Re: INFO: task hung in hub_port_init

From: Shuah Khan
Date: Wed Sep 22 2021 - 14:15:19 EST


Hi Hao Sun,

On 9/20/21 8:31 AM, Shuah Khan wrote:
On 9/18/21 7:53 AM, Alan Stern wrote:
On Sat, Sep 18, 2021 at 10:17:26AM +0800, Hao Sun wrote:
Alan Stern <stern@xxxxxxxxxxxxxxxxxxx> 于2021年9月18日周六 上午10:02写道:

On Sat, Sep 18, 2021 at 09:56:52AM +0800, Hao Sun wrote:
Hi Alan,

Alan Stern <stern@xxxxxxxxxxxxxxxxxxx> 于2021年9月13日周一 下午9:55写道:

On Mon, Sep 13, 2021 at 11:13:15AM +0800, Hao Sun wrote:
Hello,

When using Healer to fuzz the Linux kernel, the following crash was triggered.

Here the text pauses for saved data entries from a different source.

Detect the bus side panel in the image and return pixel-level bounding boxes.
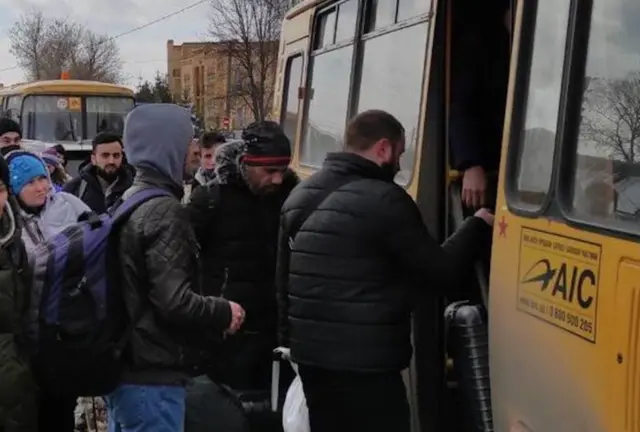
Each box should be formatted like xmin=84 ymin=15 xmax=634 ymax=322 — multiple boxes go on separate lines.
xmin=489 ymin=2 xmax=612 ymax=431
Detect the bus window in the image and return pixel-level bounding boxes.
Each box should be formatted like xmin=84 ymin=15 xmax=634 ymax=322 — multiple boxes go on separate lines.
xmin=280 ymin=55 xmax=304 ymax=145
xmin=301 ymin=6 xmax=355 ymax=167
xmin=397 ymin=0 xmax=430 ymax=22
xmin=23 ymin=96 xmax=82 ymax=142
xmin=509 ymin=0 xmax=571 ymax=211
xmin=367 ymin=0 xmax=396 ymax=31
xmin=356 ymin=7 xmax=429 ymax=184
xmin=6 ymin=96 xmax=21 ymax=123
xmin=568 ymin=0 xmax=640 ymax=227
xmin=336 ymin=0 xmax=358 ymax=42
xmin=85 ymin=96 xmax=134 ymax=139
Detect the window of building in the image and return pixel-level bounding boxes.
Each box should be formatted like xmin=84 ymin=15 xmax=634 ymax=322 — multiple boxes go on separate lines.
xmin=356 ymin=21 xmax=429 ymax=184
xmin=565 ymin=0 xmax=640 ymax=229
xmin=280 ymin=55 xmax=304 ymax=145
xmin=509 ymin=0 xmax=571 ymax=211
xmin=301 ymin=46 xmax=354 ymax=167
xmin=172 ymin=68 xmax=181 ymax=78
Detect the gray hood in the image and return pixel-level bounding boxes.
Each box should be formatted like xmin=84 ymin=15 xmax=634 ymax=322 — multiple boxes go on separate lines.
xmin=123 ymin=104 xmax=193 ymax=187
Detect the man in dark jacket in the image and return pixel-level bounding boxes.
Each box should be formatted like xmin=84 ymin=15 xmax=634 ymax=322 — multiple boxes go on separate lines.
xmin=0 ymin=155 xmax=38 ymax=431
xmin=450 ymin=0 xmax=511 ymax=209
xmin=187 ymin=121 xmax=298 ymax=391
xmin=277 ymin=110 xmax=494 ymax=432
xmin=106 ymin=104 xmax=245 ymax=431
xmin=63 ymin=132 xmax=134 ymax=213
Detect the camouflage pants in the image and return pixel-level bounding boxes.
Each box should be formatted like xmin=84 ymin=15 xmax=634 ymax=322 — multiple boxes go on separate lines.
xmin=74 ymin=397 xmax=107 ymax=432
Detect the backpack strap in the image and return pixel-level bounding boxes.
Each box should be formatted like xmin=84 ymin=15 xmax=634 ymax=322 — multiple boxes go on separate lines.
xmin=112 ymin=188 xmax=172 ymax=224
xmin=77 ymin=179 xmax=88 ymax=200
xmin=286 ymin=176 xmax=357 ymax=249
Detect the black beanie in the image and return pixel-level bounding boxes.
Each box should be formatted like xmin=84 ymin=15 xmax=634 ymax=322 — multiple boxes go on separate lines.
xmin=241 ymin=121 xmax=291 ymax=167
xmin=0 ymin=118 xmax=22 ymax=139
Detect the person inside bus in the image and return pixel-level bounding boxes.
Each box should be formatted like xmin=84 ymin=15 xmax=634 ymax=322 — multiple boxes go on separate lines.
xmin=63 ymin=132 xmax=135 ymax=214
xmin=277 ymin=110 xmax=494 ymax=432
xmin=450 ymin=0 xmax=511 ymax=210
xmin=0 ymin=118 xmax=23 ymax=156
xmin=0 ymin=154 xmax=39 ymax=432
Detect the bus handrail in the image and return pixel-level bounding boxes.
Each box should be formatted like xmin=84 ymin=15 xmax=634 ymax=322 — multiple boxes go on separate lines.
xmin=449 ymin=183 xmax=489 ymax=309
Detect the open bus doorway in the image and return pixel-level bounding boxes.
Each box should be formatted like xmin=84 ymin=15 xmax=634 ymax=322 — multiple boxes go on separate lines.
xmin=440 ymin=0 xmax=514 ymax=431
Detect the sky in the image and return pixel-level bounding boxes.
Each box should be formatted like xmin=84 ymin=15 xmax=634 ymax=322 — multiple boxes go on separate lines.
xmin=0 ymin=0 xmax=212 ymax=90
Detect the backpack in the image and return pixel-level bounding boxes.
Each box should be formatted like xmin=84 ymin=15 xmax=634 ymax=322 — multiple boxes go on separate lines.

HEAD commit: ac08b1c68d1b Merge tag 'pci-v5.15-changes'
git tree: upstream
console output:
https://drive.google.com/file/d/1ZeDIMe-DoY3fB32j2p5ifgpq-Lc5N74I/view?usp=sharing
kernel config: https://drive.google.com/file/d/1qrJUXD8ZIeAkg-xojzDpp04v9MtQ8RR6/view?usp=sharing
Syzlang reproducer:
https://drive.google.com/file/d/1tZe8VmXfxoPqlNpzpGOd-e5WCSWgbkxB/view?usp=sharing
Similar report:
https://groups.google.com/g/syzkaller-bugs/c/zX55CUzjBOY/m/uf91r0XqAgAJ

Sorry, I don't have a C reproducer for this crash but have a Syzlang
reproducer. Also, hope the symbolized report can help.
Here are the instructions on how to execute Syzlang prog:
https://github.com/google/syzkaller/blob/master/docs/executing_syzkaller_programs.md

If you fix this issue, please add the following tag to the commit:
Reported-by: Hao Sun <sunhao.th@xxxxxxxxx>

There's not much hope of finding the cause of a problem like this
without seeing the kernel log.


Healer found another Syzlang prog to reproduce this task hang:
https://paste.ubuntu.com/p/HCNYbKJYtx/

Also here is a very simple script to execute the reproducer:
https://paste.ubuntu.com/p/ZTGmvFSP6d/

The `syz-execprog` and `syz-executor` are needed, so please build
Syzkaller first before running the script.
Hope this can help to find the root cause of the problem.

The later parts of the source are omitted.